4Ton parcours militant a donc commencé avant la révolution. Peux-tu nous en parler ? Est-ce qu’il y a des rencontres ou des événements particuliers qui ont participé à ton engagement ?
5Quand j’étais petite je me posais beaucoup de questions, mais dans mon for intérieur seulement car je n’avais pas le droit de les poser ouvertement. Ma famille est très conservatrice et musulmane. Comme pour la plupart des Égyptiens, la religion, c’est important. Les filles doivent rester discrètes, dire oui et obéir aux parents et à l’école. J’ai grandi avec ça. Mon père est un militaire pro-Moubarak et ma mère est une fonctionnaire pro-Moubarak, aujourd’hui ils sont pro-Sissi, donc je n’avais personne sur qui m’appuyer dans la famille, j’étais toute seule. À un certain âge, j’ai essayé de trouver un endroit pour m’exprimer. À 19 ans, j’ai voulu m’inscrire au parti de Moubarak. Je ne savais pas encore trop ce que c’était. En Égypte, il n’y a pas de presse libre. Quand j’étais plus jeune, seul le journal du gouvernement, Al-Ahram, était autorisé. Mes parents le lisaient aussi. Tout était bien sur Moubarak. Lorsque je me suis rendue dans les locaux du parti, à Alexandrie, j’ai été reçue par un homme qui m’a proposé des activités pour « les femmes », comme faire du canevas, dessiner et coudre sur je ne sais quoi. Je l’ai regardé et je lui ai demandé s’il s’agissait bien d’un parti politique. Ce fut ma première tentative d’engagement... À l’université, j’ai participé à beaucoup de manifestations. Les Frères musulmans étaient les seuls actifs à l’université. Ils organisaient des manifestations en soutien à la Palestine avec les hommes devant qui scandaient les slogans et les femmes derrière qui devaient rester silencieuses car la voix de la femme est awrâ2. J’étais la seule à l’avant des manifestations aux côtés des hommes et non voilée. Cela causait beaucoup de troubles, les hommes me rappelaient à l’ordre en disant que je ne pouvais pas manifester devant et scander des slogans. La police de l’université m’a aussi avertie plusieurs fois, j’étais reconnaissable avec mes cheveux et mon jean ! C’est à cette époque que j’ai essayé de trouver des lieux pour m’exprimer.

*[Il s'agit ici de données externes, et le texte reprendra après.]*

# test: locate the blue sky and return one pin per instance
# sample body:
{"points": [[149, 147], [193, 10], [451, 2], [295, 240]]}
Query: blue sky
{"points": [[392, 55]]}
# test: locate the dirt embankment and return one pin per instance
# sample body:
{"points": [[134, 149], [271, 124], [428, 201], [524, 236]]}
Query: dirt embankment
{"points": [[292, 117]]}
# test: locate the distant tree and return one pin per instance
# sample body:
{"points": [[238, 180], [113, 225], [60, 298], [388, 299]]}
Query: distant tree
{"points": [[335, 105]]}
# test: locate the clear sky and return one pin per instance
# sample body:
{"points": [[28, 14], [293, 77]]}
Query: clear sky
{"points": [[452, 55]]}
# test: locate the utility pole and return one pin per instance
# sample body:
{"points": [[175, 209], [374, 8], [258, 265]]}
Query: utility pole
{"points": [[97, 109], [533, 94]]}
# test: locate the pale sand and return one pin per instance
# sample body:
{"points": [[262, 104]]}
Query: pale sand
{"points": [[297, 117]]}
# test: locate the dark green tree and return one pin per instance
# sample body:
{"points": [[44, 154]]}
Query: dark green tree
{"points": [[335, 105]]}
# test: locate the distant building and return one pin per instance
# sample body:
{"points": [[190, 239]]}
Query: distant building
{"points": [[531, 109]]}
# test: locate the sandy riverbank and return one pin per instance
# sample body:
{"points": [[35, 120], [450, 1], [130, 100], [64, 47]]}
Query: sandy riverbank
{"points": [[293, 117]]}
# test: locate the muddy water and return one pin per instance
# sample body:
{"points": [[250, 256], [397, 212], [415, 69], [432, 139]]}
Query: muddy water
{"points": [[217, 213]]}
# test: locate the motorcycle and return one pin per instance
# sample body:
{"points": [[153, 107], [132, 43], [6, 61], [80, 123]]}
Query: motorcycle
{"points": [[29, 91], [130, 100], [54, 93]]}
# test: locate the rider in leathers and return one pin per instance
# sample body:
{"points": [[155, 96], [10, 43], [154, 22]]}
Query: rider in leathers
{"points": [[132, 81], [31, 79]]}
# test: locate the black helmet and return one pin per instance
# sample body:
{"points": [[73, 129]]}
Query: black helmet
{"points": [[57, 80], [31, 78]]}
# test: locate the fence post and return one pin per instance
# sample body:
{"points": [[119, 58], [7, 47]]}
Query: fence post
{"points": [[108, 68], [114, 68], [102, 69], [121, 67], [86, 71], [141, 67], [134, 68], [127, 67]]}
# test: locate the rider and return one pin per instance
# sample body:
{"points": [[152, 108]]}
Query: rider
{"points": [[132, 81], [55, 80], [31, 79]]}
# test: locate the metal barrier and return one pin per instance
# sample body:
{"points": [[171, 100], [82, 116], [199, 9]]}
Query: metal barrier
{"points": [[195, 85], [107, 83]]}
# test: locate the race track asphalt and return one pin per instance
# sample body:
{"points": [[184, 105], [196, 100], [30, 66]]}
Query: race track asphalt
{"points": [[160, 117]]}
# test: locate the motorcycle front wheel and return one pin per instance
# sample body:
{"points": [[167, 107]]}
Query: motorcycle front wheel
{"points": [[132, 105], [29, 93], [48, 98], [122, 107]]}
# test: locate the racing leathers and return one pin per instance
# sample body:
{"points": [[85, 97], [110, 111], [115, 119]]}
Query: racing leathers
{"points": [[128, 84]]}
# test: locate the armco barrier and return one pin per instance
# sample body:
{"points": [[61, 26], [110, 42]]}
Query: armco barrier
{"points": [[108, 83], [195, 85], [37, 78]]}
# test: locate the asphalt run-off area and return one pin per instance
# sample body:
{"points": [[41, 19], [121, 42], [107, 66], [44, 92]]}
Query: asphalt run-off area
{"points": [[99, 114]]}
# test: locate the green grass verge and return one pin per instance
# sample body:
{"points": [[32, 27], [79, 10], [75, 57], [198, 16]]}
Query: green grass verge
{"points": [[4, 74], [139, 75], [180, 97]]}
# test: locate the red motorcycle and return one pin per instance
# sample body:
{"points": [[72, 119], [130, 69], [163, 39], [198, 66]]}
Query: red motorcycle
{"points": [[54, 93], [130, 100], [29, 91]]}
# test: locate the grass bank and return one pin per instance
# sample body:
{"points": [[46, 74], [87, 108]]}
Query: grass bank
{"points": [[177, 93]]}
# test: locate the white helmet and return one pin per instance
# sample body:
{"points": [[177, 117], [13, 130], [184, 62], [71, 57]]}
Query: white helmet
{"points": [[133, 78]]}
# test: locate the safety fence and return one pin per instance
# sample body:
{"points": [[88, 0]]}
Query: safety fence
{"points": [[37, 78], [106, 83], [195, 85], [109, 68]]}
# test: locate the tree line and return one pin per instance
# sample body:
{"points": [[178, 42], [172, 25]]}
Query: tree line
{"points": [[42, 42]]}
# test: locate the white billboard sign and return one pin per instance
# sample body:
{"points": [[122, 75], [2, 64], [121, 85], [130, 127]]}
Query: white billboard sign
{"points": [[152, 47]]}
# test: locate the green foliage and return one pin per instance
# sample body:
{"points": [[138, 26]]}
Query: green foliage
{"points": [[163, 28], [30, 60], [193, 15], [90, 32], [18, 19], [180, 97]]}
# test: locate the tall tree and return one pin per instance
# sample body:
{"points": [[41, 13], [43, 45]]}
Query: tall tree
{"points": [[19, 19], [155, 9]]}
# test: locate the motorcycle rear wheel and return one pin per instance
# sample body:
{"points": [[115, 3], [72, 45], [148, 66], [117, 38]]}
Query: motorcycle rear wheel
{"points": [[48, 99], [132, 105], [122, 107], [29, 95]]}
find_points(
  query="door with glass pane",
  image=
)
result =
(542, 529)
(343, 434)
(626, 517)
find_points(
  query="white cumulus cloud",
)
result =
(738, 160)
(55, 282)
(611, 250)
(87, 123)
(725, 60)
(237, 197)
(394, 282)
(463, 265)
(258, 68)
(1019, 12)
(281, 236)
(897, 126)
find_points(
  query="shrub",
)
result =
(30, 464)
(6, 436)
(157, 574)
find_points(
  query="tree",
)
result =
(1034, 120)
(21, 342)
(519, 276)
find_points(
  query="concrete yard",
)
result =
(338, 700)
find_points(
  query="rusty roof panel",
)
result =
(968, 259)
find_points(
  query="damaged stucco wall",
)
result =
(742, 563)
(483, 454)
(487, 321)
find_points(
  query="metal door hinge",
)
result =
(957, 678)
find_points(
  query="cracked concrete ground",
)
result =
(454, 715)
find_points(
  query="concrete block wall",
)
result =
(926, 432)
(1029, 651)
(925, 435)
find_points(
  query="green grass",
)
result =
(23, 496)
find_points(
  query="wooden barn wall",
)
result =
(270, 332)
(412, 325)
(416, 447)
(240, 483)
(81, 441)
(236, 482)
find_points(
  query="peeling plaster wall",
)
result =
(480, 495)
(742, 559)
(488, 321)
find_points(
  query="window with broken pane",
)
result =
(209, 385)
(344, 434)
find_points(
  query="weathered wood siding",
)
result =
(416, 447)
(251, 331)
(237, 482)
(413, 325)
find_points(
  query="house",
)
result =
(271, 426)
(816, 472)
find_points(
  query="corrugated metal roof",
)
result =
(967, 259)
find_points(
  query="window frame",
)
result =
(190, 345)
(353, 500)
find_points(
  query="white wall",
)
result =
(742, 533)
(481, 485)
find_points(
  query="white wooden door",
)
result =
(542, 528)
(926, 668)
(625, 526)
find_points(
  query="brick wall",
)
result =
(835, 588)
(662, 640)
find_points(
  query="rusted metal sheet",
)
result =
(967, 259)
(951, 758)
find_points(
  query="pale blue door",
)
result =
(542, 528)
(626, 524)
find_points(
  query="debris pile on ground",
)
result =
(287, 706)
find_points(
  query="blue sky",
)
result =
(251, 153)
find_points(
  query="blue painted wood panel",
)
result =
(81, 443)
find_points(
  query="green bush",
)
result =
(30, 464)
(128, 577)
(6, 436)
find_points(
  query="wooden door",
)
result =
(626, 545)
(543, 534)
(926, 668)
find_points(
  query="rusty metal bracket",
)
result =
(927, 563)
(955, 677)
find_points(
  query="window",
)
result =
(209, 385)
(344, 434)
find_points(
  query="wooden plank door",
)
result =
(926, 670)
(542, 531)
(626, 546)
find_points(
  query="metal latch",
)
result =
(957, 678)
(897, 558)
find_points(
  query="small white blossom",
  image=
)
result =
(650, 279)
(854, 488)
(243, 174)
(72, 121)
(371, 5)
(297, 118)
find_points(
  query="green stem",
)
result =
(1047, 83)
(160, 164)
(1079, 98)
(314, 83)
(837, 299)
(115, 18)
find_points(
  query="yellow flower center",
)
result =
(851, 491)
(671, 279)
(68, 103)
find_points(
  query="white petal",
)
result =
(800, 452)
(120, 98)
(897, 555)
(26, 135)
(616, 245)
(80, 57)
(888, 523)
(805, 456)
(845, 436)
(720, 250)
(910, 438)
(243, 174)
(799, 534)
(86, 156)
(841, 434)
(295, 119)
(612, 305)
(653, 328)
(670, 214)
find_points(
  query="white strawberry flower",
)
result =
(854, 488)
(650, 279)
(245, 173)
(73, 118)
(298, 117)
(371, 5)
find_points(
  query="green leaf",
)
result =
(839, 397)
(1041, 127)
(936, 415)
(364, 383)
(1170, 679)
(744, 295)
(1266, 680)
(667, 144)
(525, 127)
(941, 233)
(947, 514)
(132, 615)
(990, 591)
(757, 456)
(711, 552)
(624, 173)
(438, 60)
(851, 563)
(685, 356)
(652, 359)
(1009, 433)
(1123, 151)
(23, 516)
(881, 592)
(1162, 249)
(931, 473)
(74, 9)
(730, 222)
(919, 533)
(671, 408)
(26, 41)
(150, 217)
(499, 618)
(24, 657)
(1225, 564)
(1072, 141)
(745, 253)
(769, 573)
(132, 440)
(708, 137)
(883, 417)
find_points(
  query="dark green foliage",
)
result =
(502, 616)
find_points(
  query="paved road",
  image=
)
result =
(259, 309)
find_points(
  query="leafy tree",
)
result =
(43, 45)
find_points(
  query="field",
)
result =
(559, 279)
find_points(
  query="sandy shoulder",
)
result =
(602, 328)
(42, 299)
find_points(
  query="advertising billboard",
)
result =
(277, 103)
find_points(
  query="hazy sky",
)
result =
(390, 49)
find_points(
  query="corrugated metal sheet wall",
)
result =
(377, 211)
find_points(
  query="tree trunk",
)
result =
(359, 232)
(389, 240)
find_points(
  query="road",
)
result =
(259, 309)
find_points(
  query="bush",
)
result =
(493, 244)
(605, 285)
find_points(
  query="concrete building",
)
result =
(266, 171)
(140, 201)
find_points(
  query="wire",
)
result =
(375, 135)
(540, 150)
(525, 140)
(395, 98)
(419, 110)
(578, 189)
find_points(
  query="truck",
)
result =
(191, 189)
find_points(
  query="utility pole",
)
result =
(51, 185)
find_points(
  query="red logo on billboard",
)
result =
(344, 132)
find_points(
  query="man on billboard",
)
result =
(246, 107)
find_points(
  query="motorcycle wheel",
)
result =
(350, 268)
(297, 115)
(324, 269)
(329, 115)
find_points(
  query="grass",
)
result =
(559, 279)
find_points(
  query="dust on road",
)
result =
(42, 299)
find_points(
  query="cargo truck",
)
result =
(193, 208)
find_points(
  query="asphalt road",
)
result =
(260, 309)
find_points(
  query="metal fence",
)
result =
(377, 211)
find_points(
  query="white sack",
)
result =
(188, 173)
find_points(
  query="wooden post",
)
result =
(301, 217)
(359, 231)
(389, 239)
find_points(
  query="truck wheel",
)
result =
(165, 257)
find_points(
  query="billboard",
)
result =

6Notamment à travers ton blog ?
7Avant le blog, j’ai essayé de faire des sites web moi-même grâce à mes compétences d’ingénieure. Mais c’était compliqué à gérer et ça prenait beaucoup de temps. Le blog, c’est très facile et accessible. Avec les recherches Google, tu tombes sur les blogs et ça, c’était un point important car les sites web, personne ne les voyait. Google a ouvert ce service en 2004 et moi j’ai commencé mon blog début 2005, il s’appelait « Une Égyptienne » (Wahda Masriyya). J’écrivais surtout contre Moubarak et la police. J’ai aussi fait un reportage sur une prison secrète au Caire où étaient torturés beaucoup d’islamistes et des personnes d’Al-Qaïda transférées au Caire depuis les États-Unis. Comme je ne pouvais pas me rendre sur les lieux et prendre des photographies, je suis allée sur Google Earth et j’en ai mis une du plan de la prison. Ce post a été beaucoup lu. Une autre fois, dans un quartier informel, très populaire, construit sur les hauteurs du Caire, un bloc s’est décroché de la colline et s’est écrasé sur les habitant.es. Il y a eu beaucoup de morts. J’ai pris mon appareil et je suis allée là-bas toute seule, c’était horrible. J’ai essayé de prendre des photographies et d’écrire sur eux dans mon blog pour informer. Plus rarement, il m’arrivait aussi d’écrire contre les Frères musulmans et sur des sujets féministes. J’ai écrit contre l’excision quand les Frères musulmans ont voulu l’imposer. J’ai critiqué la société égyptienne lorsqu’une femme a été attaquée après avoir eu un enfant hors mariage. Je l’ai soutenue sur mon blog. J’ai écrit sur la place de la femme dans la mosquée. J’écrivais sur des sujets, on va dire, féministes mais toujours liés à l’actualité. Sinon, j’écrivais surtout des articles politiques contre le régime de Moubarak. Quand il se passait quelque chose, je prenais mon appareil et je me déplaçais pour rencontrer les gens sans le dire à personne. Je voulais informer et rendre visible ce qui se passait à travers le blog. En 2011 et après, j’ai rencontré pas mal de personnes qui m’ont dit qu’elles étaient là aujourd’hui car elles lisaient le blog quand elles avaient 14 ou 15 ans. Je ne m’imaginais pas, derrière mon ordinateur à Alexandrie, que ces jeunes, cinq ou six ans plus tard, manifesteraient place Tahrir grâce à ça. Ça m’a fait plaisir ! Beaucoup pensaient aussi qu’il y avait un homme derrière le blog. Ils ne pensaient pas qu’une femme puisse se rendre aux manifestations, prendre des photographies, filmer.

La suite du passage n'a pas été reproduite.